Pour ce qui est des secteurs représentés en Bourse par une seule société, notamment les loisirs & hôtels, la sylviculture & papier et les télécoms, Risma et Med Paper (ex-Papelera de Tétuan) disposent d’un endettement très élevé par rapport à leurs fonds propres. L’opérateur hôtelier totalise une dette de 2 milliards de DH contre des capitaux propres de 922 MDH seulement, soit un ratio d’autonomie de 219%. Cette situation se justifie par le programme d’investissement d’envergure de la société dans l’ouverture de nouvelles unités hôtelières.

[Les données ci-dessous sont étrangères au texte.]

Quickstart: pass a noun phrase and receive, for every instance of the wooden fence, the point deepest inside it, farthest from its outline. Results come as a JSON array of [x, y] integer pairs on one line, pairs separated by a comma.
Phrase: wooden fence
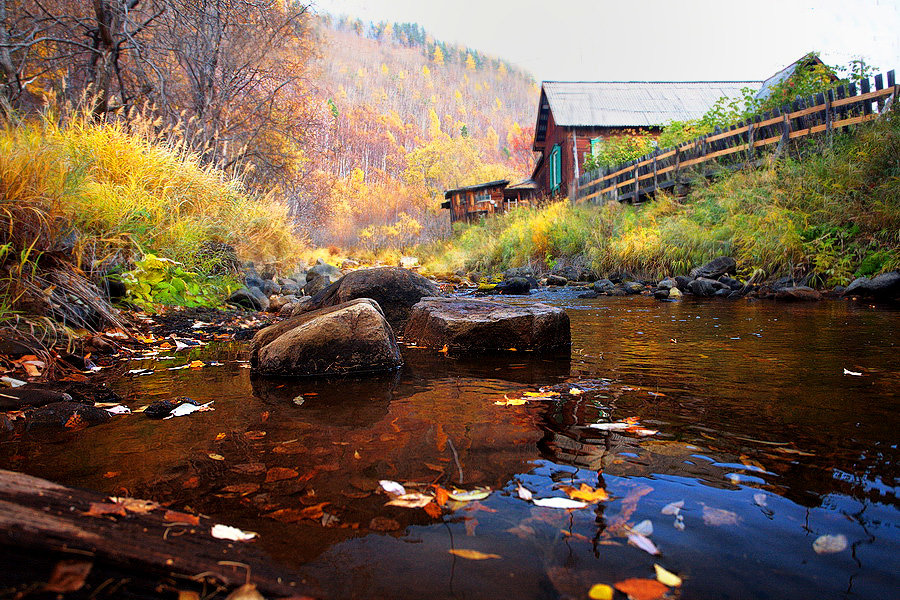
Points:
[[740, 144]]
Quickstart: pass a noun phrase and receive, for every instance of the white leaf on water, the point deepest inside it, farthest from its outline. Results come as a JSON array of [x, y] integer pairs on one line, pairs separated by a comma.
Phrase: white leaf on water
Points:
[[183, 410], [610, 426], [644, 543], [226, 532], [392, 487], [672, 508], [645, 527], [558, 503], [829, 544], [524, 493]]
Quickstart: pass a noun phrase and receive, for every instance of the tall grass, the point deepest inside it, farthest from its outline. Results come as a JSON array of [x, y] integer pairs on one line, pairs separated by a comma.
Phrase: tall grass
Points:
[[831, 210]]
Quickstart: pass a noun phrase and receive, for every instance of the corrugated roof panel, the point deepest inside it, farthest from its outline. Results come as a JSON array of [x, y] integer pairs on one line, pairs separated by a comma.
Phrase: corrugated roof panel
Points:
[[635, 103]]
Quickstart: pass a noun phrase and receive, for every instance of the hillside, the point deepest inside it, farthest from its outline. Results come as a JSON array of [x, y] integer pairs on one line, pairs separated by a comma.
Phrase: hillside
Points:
[[404, 117]]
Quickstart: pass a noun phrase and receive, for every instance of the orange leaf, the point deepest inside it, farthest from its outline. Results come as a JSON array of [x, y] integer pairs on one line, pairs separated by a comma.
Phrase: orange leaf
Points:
[[280, 474], [642, 589], [174, 516]]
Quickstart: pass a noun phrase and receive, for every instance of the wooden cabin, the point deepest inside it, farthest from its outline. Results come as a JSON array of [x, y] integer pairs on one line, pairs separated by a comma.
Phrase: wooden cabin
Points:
[[573, 117], [475, 201]]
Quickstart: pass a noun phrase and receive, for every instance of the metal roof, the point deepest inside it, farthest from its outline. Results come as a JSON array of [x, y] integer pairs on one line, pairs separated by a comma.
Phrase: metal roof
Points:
[[472, 188], [631, 103]]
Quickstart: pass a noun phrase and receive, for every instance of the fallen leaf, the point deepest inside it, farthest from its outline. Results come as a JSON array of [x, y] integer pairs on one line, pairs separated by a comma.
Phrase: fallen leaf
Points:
[[392, 487], [383, 524], [68, 576], [672, 508], [226, 532], [411, 500], [468, 496], [667, 577], [280, 474], [642, 589], [472, 554], [719, 516], [830, 544], [558, 503], [600, 591], [174, 516], [586, 493], [644, 543], [241, 488]]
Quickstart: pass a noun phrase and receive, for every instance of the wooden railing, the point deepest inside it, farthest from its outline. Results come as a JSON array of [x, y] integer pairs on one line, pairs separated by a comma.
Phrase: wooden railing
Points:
[[740, 144]]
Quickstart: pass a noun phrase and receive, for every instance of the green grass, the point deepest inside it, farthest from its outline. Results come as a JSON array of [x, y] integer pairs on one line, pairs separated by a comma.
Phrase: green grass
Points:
[[833, 211]]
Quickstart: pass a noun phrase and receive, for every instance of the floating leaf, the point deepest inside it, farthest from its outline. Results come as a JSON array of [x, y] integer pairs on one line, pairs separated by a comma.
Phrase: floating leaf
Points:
[[226, 532], [642, 589], [558, 503], [472, 554], [410, 500], [719, 516], [644, 543], [524, 493], [468, 496], [280, 474], [830, 544], [600, 591], [667, 577], [672, 508], [392, 487]]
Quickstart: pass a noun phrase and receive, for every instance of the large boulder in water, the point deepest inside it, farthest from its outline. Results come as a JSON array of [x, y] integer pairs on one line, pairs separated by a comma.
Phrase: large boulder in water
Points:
[[715, 268], [474, 324], [348, 338], [396, 291]]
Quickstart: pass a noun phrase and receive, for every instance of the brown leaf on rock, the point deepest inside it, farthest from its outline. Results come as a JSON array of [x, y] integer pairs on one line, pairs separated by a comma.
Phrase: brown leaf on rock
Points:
[[173, 516], [68, 576], [642, 589], [280, 474]]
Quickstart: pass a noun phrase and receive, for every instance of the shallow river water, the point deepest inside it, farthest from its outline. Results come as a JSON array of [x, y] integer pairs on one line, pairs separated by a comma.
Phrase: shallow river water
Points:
[[765, 444]]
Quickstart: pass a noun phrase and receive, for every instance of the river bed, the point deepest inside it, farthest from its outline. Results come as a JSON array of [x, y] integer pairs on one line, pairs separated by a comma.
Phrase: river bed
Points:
[[775, 426]]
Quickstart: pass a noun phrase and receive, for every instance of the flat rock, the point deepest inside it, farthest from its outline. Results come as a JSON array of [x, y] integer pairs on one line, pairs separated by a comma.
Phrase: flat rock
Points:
[[396, 291], [474, 324], [348, 338]]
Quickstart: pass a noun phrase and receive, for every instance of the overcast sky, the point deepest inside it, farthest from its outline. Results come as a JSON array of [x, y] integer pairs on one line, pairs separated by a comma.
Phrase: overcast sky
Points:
[[678, 40]]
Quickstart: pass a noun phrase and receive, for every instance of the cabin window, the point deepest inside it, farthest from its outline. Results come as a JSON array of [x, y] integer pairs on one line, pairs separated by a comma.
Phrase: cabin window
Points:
[[555, 168]]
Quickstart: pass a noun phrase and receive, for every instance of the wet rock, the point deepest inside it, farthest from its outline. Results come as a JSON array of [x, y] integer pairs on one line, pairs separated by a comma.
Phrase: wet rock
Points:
[[394, 289], [65, 415], [475, 324], [715, 268], [516, 286], [799, 293], [603, 286], [882, 287], [16, 398], [556, 280], [348, 338], [160, 409]]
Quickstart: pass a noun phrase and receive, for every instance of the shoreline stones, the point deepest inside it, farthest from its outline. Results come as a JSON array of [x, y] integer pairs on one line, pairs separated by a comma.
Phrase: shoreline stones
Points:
[[352, 337], [484, 325]]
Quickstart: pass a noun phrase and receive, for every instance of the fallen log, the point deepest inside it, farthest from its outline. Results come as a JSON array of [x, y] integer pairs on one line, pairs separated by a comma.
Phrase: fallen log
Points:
[[57, 540]]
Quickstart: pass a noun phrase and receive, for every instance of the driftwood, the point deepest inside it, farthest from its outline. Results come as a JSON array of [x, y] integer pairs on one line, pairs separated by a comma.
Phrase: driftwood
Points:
[[57, 540]]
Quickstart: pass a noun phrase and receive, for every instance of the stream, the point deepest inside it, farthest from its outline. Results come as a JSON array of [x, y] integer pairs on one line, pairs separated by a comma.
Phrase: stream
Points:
[[775, 425]]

Pour sa part, la dette de Med Paper atteint 420 MDH, dont 196 MDH à long terme et 224 MDH à court terme, contre des fonds propres qui représentent à peine 38% de cet endettement (160 MDH).
Quant à Maroc Telecom, il présente une situation tout à fait à l’opposé. Son ratio d’autonomie financière est à 21%, un niveau très confortable qui se justifie par des fonds propres importants (22,9 milliards de DH) et un endettement qui ne dépasse pas 5 milliards de DH. Il faut dire que l’opérateur historique a toujours bénéficié d’une situation financière saine grâce à un BFR négatif, induisant une trésorerie confortable et suffisante à la fois pour mener les projets d’investissement et pour rémunérer les actionnaires. Notons d’ailleurs que Maroc Telecom distribue depuis plusieurs années la totalité de son bénéfice net.
Outre Maroc Telecom, plusieurs autres sociétés cotées affichent des niveaux d’endettement très bas. Colorado, par exemple, n’est endettée qu’à hauteur de 14% de ses fonds propres. Ses crédits d’investissement ne dépassent pas 40 MDH et aucun concours bancaire à court terme n’est contracté. Ce qui est normal vu que le BFR de la société (118 MDH) est totalement couvert par son fonds de roulement (170 MDH).
Timar a également un ratio d’autonomie largement favorable. Il est de 25%, l’endettement du transporteur étant limité à 11 MDH alors que ses fonds propres sont de plus de 45 MDH. Le BFR de la société est quasiment entièrement couvert par son fonds de roulement, la trésorerie nette étant de -1,1 MDH seulement.
Notons enfin que si certaines sociétés dépassent les 100% de ratio d’autonomie financière et que d’autres se limitent à moins de 30%, la majorité des entreprises cotées se situent dans une fourchette allant de 40 à 100%. Mis à part les exemples précités, il faut rajouter Nexans Maroc dont le ratio est de 40%, Cartier Saâda qui est à 41%, Unimer (49%), Label’Vie (52%), Sothema (57%), Aluminium du Maroc (58%), Auto Nejma (64%), Holcim (83%), Lydec (94% hors emprunt obligtaire de 1,2 milliard de DH de 2010) et la Snep (94%).